The apparent extent of surveillance exposed by the Snowden affair has led some to draw parallels with the Cold War, when espionage between the West and the East was rampant. For his part, Limnell believes most nation states are continually preparing for cyber war, suspicious of each other's intentions and testing opposing capabilities.
With tension and mud-slinging between countries such as Russia, China and the US, the evidence is that cyber espionage, cyber attacks and hacker recruitment is now a recognised part of strategic influence and combat. Limnell explains: “State actors are openly showing their ‘weapons' and can do whatever they please with little fear of open retaliation because there are no accepted rules or limitations.
“Due to the potential for anonymity and diversion inherent in networked structures and the ability to disguise the origin of digital espionage and surveillance, all states will have to assume their ‘enemies' know more than they do about their systems and weaponry.”
According to the Verizon Data Breach Investigations Report, state-sponsored attacks motivated by espionage represented a significant proportion of data breaches last year, second only to financially motivated crime. The attacks were highly sophisticated, using stolen credentials and network backdoors to gain access to intellectual property.
The report found that 96 per cent of all espionage cases investigated were linked to China, with the attacks targeted primarily at the manufacturing, professional services and transportation industries of the affected countries.
“While this may indicate that, as many already fear, China is the most active source of national and industrial espionage in the world today, it could simply mean that other threat groups perform their activities with greater stealth and subterfuge,” says Ernie Hayden, managing principal for energy security at Verizon.
Striking a balance
So what's next? There's a need for research in the cyber security domain, with important questions that need to be answered. For instance, how can we effectively protect against threats, without interfering with people's privacy and lives?
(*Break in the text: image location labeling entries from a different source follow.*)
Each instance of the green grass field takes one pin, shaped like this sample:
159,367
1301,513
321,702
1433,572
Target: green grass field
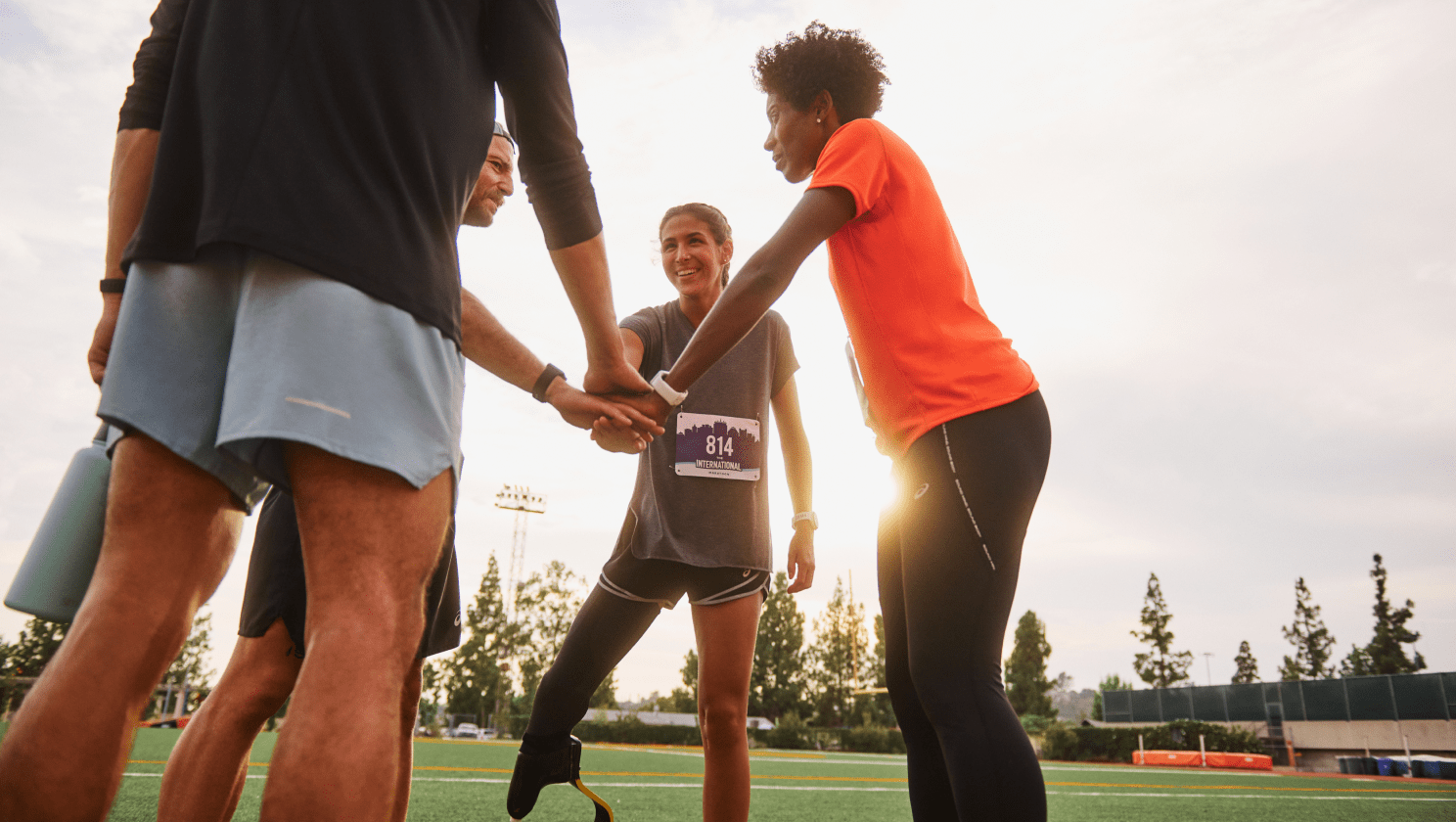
466,780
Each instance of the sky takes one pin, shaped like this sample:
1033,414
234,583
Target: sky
1220,232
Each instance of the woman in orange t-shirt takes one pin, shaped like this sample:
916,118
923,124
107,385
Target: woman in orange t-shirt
949,400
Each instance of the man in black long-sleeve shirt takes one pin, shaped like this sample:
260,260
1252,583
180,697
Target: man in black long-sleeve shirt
337,141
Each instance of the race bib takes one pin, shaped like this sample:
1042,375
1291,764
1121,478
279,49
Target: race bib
722,447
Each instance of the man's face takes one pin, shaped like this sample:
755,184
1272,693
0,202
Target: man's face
492,187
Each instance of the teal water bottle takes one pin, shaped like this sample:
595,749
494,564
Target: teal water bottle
59,567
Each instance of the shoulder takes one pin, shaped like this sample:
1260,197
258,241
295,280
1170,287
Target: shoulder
861,133
651,314
775,322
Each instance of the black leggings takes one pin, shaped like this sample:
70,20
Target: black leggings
948,559
603,631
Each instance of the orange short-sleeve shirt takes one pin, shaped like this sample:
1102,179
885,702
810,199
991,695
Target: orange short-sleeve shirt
927,351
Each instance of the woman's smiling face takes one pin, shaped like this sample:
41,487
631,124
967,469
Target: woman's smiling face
692,259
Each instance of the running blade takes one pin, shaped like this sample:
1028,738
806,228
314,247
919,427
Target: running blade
603,809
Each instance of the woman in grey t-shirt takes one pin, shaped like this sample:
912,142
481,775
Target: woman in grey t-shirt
698,524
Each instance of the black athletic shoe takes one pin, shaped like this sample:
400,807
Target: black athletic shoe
534,771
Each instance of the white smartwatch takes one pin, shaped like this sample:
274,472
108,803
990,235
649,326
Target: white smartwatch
670,394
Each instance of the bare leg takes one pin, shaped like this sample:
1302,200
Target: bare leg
208,765
370,543
170,529
408,711
725,640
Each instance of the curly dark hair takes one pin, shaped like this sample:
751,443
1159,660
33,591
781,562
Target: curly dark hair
824,59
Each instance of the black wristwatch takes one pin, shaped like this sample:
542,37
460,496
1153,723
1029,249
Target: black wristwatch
545,380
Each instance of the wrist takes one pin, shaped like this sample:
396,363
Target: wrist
667,393
545,382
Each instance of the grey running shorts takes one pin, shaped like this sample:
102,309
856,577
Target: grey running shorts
665,580
224,358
Also, how can we share the success of protecting one infrastructure with another organisation, without knowledge getting into the wrong hands?
“I think we'll see more debates, and Snowden claims to have more information that will be released in the future,” says Melancon. “Now, I think we just need to wait and see what else comes out and whether the reaction amounts to anything more than saber rattling. After all, governments take a lot of liberties in the name of national security. The tone and tenor of both conversation and the actions taken need to change dramatically for us to move away from our current posture. I don't know that we will.”
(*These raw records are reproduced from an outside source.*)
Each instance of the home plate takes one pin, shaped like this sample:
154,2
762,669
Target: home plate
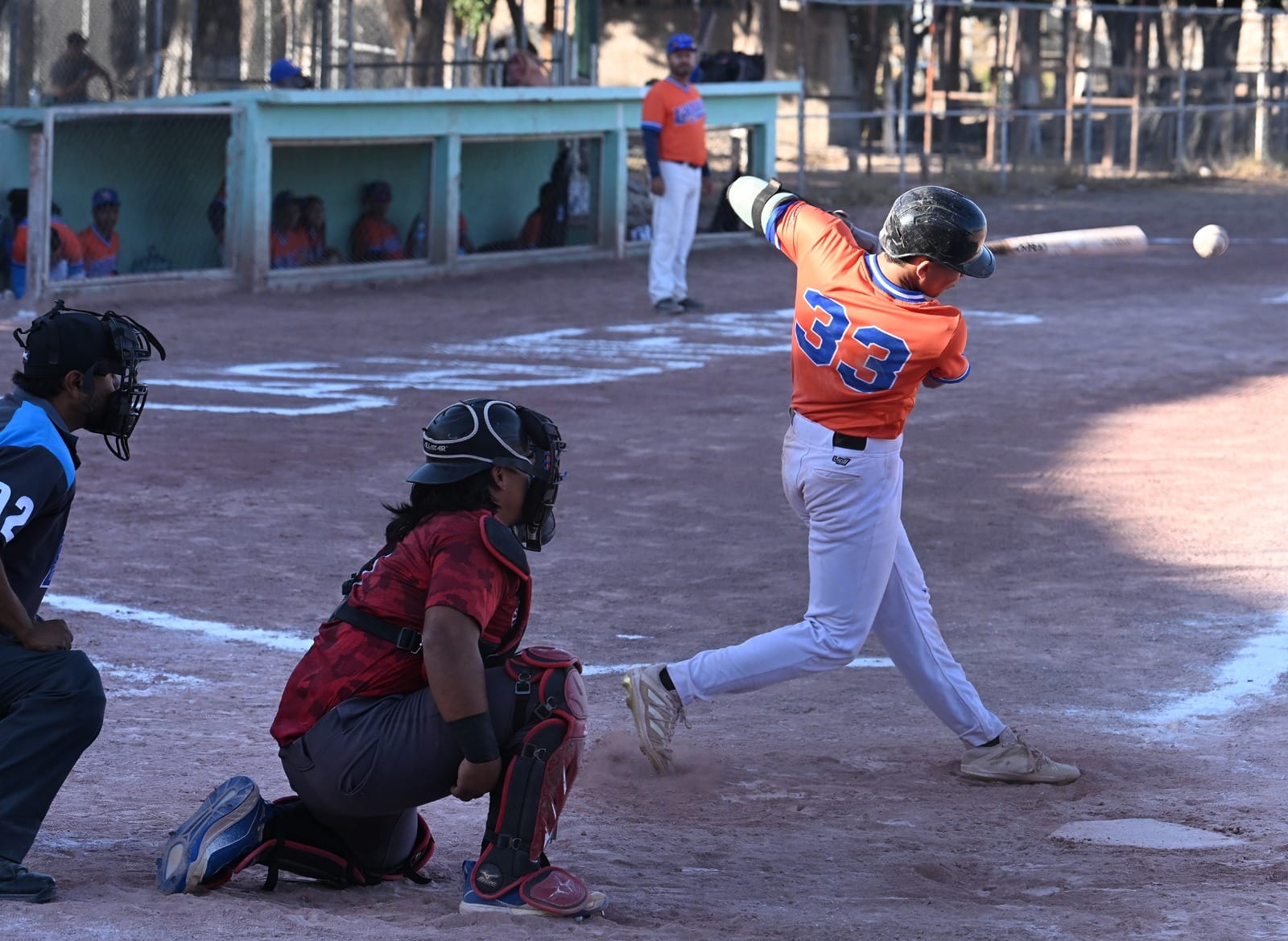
1144,833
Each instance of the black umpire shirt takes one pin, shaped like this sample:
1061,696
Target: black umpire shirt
38,483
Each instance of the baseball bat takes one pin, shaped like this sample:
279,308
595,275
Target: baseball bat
1117,240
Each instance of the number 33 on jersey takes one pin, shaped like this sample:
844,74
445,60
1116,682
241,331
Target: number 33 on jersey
861,348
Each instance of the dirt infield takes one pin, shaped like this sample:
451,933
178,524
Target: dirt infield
1100,513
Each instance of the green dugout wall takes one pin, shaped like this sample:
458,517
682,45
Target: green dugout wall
451,156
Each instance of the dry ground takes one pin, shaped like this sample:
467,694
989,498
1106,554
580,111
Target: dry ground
1100,513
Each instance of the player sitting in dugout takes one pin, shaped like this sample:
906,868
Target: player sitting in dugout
374,237
101,242
64,251
416,689
287,241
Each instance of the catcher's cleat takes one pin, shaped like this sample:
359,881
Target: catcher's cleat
1013,760
513,904
227,825
21,885
656,711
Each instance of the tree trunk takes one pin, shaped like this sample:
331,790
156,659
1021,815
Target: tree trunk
770,31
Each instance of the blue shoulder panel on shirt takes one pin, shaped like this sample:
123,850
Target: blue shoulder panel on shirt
951,382
31,427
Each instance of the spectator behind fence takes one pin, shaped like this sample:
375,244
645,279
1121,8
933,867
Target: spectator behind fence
66,264
525,70
285,73
101,242
313,223
70,72
287,241
374,237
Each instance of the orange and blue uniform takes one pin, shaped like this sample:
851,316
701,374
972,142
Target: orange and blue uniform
100,254
861,344
675,146
71,253
375,240
287,249
678,115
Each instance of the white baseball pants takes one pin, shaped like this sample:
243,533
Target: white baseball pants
675,221
862,576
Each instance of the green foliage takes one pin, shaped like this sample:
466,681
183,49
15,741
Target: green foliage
473,14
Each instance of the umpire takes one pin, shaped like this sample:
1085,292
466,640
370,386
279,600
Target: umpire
79,372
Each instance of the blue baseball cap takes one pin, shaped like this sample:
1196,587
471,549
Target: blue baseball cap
283,70
680,40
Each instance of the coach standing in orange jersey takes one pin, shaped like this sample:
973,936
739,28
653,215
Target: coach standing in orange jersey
675,146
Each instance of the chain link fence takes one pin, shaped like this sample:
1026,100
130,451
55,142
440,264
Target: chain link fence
1092,88
728,154
160,47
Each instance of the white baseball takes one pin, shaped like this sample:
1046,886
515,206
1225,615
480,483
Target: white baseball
1211,241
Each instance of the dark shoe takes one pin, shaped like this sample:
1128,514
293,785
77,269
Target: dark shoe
19,885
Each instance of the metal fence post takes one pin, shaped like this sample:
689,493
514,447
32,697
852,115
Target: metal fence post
38,212
803,32
348,58
905,89
1004,79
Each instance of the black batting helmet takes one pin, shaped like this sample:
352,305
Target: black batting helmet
476,434
939,225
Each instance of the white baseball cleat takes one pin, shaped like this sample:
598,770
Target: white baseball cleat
656,711
1014,760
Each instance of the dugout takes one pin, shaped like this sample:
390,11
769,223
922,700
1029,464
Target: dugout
478,156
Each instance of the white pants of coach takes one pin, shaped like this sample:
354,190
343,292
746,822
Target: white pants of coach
675,221
862,576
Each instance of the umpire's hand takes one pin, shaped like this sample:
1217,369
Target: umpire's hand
474,780
48,635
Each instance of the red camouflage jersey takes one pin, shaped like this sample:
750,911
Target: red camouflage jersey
444,562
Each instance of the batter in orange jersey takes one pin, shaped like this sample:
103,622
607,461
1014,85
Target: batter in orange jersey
867,332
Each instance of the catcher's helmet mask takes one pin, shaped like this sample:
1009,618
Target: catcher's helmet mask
96,344
473,435
939,225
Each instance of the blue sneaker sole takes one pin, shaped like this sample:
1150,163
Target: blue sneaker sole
186,857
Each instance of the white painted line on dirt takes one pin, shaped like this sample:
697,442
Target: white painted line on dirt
1253,671
216,629
285,640
146,680
617,668
571,356
1143,832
There are some signs that things may be changing, he says. For example, in the US, Oregon senator Ron Wyden has introduced new legislation to increase the transparency around surveillance, as well as pushing for requirements that would require citizens to ‘opt in' much more deliberately before their information could be shared.
“At the pace of government, it could take a while for a lot of these kinds of changes to be implemented – but we may yet see some changes that favour the average citizen's privacy,” Melancon says.